Me..it affects me like this, there is nothing i can do about it because CYS can’t proove that it is all going on, either that or they have “more serious cases to deal with”… It also affects me because our mother drinks and drives..if something were to happen i’m the only one capable of taking care of my 15 and 13 year old siblings who are the only minors still in the “care” of our mother.
Add in there the two older boys do nothing with thier lives, still live at home with her, have no jobs, and have no abition in live.. My 18 year old brother also has a child!
Statistically, children of alcoholics are over 50% more likely to grow up to alcoholics.
The disease of alcoholism affects the entire family, which is why recovery is also recommended for family members through Adult Children of Alcoholics, Al Anon and Al Ateen groups. Depending upon how the parent functions, how the other parent enables the addiction and what is said about it, children can get caught up in several unhealthy roles in the family structure. Most are unhealthy ways of relating and behaving within the family structure. Also, children can be prone to accepting responsibility for the alcoholic, when they really have no control over their parent’s disease. And children of alcoholics are also prone to grow up to marry an addicted partner.
I’m a child of an alcoholic and have been in a marriage with an alcoholic. I had to end my marriage because I realized that my children needed to have a healthier life and home.
My ex drank, and was very selfish. He was abusive verbally as well. When my young son (7) began to mirror his father’s disrespectful behavior towards me, I really knew I had to change our situation. I knew that my kids deserved to be free from his addiction and the chaos he brought to our home.
Alcoholic parents really don’t want to understand that their addiction is hurting those around them. If they haven’t yet reached a place where they can admit they are alcoholic, they are even more unable to take personal responsibility for the effect they have on others. Their partners may play a role in enabling the alcoholic by covering for them or allowing them to continually shift the blame for their addictions. The children, seeing these behaviors, learn some unhealthy ways of relating to others and coping with life’s problems. Or they learn to enable others. They also might struggle with trust: first of their own perceptions and second of others. Because of the instability of their family, the chaos and the learned behaviors, children of alcoholics will grow up to have trouble choosing positive partners, having healthy relationships and coping with life without the use of drugs or alcohol.
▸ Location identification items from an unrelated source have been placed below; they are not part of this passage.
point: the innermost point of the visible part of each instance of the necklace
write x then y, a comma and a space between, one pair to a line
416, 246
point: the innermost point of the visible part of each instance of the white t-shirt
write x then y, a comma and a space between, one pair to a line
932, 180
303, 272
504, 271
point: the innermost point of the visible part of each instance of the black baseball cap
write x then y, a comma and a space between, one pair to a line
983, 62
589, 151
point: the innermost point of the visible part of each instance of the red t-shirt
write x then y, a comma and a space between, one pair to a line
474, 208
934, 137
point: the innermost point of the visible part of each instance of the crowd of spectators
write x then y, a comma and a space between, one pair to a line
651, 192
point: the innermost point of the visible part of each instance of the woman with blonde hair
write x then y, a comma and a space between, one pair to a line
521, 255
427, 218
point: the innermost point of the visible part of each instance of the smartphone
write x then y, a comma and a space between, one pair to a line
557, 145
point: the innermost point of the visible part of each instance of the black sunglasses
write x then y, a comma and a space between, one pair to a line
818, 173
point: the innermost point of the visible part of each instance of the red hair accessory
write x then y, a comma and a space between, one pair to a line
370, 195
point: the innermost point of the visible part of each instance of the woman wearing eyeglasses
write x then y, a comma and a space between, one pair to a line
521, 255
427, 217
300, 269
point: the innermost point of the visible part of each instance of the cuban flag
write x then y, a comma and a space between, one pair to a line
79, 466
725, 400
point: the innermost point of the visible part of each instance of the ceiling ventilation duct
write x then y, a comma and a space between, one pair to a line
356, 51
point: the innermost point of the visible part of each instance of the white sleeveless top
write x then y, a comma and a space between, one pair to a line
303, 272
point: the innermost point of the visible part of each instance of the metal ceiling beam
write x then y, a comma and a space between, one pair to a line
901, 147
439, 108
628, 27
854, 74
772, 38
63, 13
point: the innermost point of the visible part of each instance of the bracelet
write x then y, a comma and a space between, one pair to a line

There are tons of publications on this subject! Here’s some online articles for you read. As well, there are a few good books you might want to look into.
http://alcoholism.about.com/cs/homework/a/blchild.htm
http://www.healtalk.com/public/37.shtml
http://allpsych.com/journal/alcoholism.html
http://www.addictionrecovery.net/alcohol-abuse-at-home-how-does-alcohol-addiction-affect-children/
Here’s some good books:
“CoDependent No More” by Melodiy Beattie
“Adult Children of Alcoholics” by Janet G. Woititz
“‘It Will Never Happen to Me!’ Children of Alcoholics: As Youngsters” by Claudia Black
Hope this info helps you. Take good care and if you’re struggling in this area, get help! Look up Alcoholics Anonymous online and find a meeting in your area. They can also lead you to Al Anon, which is for families of alcoholics. Good luck.